What is interesting though are the interviews with former band members and producers, which gives us a valuable insight into the recording of the albums. Producers James Lowe, Muff Winwood, Tony Visconti and Rupert Holmes are all interviewed. Not interviewing the brothers means that while their albums up to the mid-80’s are well covered (especially the successful Island years between 1974-6) thanks to interviews with band members and producers, it becomes a bit murky after they increasingly retreated into the studio as a duo, shunning all outsiders. When you can’t get any insight on Ron and Russell as people, songwriters or finally how they produce their music it all becomes a bit pointless and from the late 80’s the book races through a list of their activities. Particularly annoying is the scarcity of any information on the lost years between 1988-1993 which they spent trying to get a musical produced.
Weirder still are the frequent quotations from bassist Martin Gordon who lasted one album, behaved like a dick, was fired, was never successful again and has been bitching about it loudly to anyone who will listen for nearly forty years. Nobody forced him to sign away his royalties. His bitterness nearly four decades on is bewildering and his jokey pretense unconvincing.
Easlea also offers his verdicts of their music, yet even this can be off. He is unfairly harsh on the brilliant Indiscreet and the overlooked Interior Design, and too easy on the Big Beat, whose excellent songs were ruined by horrible production and mixing (which doesn’t even rate a mention, amazingly). I can’t work out if this is because he liked Rupert Holmes, whose interview takes up a bulk of the chapter, or because he is deaf.

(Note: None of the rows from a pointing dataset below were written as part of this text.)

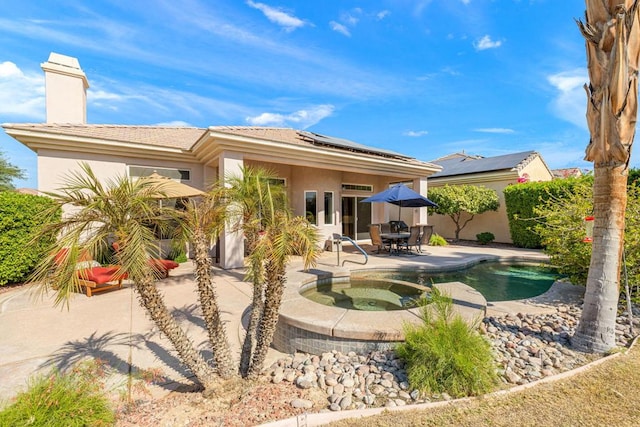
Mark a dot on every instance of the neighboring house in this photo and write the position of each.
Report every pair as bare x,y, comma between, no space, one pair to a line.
567,173
325,177
491,172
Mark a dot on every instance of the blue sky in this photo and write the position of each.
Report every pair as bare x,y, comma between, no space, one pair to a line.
425,77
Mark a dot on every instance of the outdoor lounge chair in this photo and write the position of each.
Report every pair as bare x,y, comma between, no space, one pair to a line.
413,240
163,266
376,239
425,237
94,277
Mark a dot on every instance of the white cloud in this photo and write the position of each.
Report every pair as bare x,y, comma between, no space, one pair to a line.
21,93
570,101
486,43
382,14
339,28
301,118
277,16
495,130
415,133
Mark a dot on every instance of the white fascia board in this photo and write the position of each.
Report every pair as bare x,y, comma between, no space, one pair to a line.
35,140
477,178
279,152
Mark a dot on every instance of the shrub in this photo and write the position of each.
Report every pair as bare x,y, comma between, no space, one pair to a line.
445,354
21,215
75,398
521,200
462,203
485,238
437,240
563,231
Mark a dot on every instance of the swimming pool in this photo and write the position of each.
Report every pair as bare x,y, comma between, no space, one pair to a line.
375,290
368,294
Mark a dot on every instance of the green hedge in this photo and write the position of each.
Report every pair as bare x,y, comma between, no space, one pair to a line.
20,215
520,201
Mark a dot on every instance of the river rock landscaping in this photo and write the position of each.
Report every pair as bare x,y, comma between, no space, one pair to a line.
527,348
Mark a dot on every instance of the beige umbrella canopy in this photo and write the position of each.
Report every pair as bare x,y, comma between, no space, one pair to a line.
171,189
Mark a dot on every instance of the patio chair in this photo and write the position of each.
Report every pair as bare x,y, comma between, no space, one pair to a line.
377,240
413,240
92,276
425,237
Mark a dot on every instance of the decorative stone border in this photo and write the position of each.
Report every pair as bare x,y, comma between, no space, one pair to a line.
314,328
309,327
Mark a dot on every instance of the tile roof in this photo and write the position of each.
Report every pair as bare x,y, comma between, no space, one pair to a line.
164,136
299,137
185,137
464,164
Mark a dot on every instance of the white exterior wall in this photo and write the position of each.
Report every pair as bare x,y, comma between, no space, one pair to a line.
494,222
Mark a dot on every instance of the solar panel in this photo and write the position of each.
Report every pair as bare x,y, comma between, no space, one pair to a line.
349,145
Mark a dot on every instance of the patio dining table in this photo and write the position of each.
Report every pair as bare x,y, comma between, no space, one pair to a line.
395,239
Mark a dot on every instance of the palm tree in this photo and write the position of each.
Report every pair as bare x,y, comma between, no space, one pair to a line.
203,222
128,212
256,205
283,237
612,35
250,199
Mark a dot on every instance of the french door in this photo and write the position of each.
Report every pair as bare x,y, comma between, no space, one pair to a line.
356,217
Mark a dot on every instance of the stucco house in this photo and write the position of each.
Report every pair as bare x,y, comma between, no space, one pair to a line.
325,177
492,172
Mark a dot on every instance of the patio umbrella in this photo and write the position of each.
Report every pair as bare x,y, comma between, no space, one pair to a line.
171,189
402,196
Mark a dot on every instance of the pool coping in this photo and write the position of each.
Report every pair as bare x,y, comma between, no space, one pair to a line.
299,313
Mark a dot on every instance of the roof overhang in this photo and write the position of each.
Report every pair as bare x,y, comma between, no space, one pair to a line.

Although I’m glad the book exists, I can’t help but feel like without Ron and Russell’s involvement it remains a missed opportunity.
Sparks first two albums are reasonably obscure, so after they hit the big time with their third album in 1974 Bearsville decided to repackage the albums as a double-set under the name 2 Originals Of Sparks. Ironically this double-set is now also reasonably obscure. Sparks are a resoundingly strange band, but it still comes as a surprise to consider just how strange their first two albums are.

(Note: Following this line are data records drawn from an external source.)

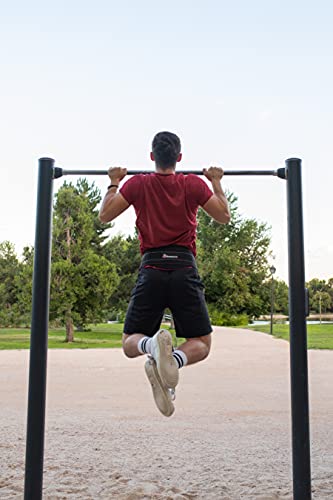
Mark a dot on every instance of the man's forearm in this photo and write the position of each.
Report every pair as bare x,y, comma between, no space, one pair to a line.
106,204
219,193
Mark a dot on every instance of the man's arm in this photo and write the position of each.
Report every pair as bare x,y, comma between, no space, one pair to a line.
217,206
114,203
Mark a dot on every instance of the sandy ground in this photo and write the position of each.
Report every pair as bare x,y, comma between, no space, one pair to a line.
228,439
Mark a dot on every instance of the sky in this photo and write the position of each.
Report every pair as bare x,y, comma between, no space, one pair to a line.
244,84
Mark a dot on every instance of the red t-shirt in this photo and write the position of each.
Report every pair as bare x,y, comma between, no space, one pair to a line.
166,207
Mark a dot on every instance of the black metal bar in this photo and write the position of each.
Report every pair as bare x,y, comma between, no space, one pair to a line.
272,306
298,337
277,173
39,331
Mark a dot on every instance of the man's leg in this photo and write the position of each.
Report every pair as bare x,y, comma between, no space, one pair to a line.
196,349
130,344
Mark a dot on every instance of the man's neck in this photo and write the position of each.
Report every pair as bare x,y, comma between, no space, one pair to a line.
165,171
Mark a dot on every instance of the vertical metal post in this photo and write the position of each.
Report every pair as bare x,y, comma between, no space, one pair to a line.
298,337
39,333
272,305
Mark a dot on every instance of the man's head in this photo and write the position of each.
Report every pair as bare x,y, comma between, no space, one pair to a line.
166,150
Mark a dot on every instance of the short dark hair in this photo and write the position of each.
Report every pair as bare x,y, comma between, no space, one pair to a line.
166,148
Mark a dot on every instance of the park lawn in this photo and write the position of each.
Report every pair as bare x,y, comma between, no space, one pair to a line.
319,336
100,336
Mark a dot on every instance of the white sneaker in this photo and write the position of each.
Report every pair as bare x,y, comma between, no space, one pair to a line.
160,392
161,351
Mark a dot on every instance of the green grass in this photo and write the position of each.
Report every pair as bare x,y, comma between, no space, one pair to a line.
319,336
100,336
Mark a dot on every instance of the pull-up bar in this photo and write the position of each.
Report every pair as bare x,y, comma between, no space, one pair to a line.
292,173
280,172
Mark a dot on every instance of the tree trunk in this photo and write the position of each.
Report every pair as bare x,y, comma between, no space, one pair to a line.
69,320
69,327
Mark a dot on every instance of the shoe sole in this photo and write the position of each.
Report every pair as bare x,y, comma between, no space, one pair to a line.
165,362
161,394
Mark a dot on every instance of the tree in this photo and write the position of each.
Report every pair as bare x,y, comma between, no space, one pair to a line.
320,295
23,284
9,268
82,278
124,253
233,261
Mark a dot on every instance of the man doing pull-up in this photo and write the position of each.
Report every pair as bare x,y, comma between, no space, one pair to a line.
166,206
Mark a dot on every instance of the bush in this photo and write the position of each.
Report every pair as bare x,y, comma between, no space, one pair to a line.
219,318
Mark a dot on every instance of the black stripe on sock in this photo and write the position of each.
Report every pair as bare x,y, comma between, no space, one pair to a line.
143,345
179,359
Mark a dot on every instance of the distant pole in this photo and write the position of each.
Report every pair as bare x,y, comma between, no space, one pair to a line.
39,329
298,337
272,270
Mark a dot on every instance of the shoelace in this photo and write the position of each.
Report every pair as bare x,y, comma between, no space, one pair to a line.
172,394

Sparks, their self-titled Todd Rundgren debut, starts off in a fairly straight forward manner with the slow rocker Wonder Girl, a track that reached the outer echelons of the US top 100 - their last to do so over ten years. From there the music gets increasingly stranger, encompassing snatches of fairground music, beautiful, hypnotic melodies, Californian surf rock and sped up or layered vocals - hardly mainstream fare. The music wasn’t helped along by subject matter like incest, aging opera singers, bankers’ daughters or a love song using entirely biological terms (a product of the college boom of the 50’s and 60’s). The production is fairly minimal though, and Rundgren is smart enough to just let the band be themselves.
The follow-up A Woofer In Tweeters’ Clothing is undoubtedly the better of the two. This time with producer James Lowe (of psychedelic rock band The Electric Prunes) Sparks expanded their already diverse sound, adding strings, accordion, some discordant instrumentation and heavy psychedelic production. Tracks include a cover of Do-Re-Mi that ends in a drum solo over the last verse as Russell is shouting to be heard, Angus Desire, a song about cattle love, and Girl From Germany in which some parents have trouble forgetting the war.
After this album the brothers split from the rest of the band and continued as Sparks, and although they had far more success, they were never this musically obscure again.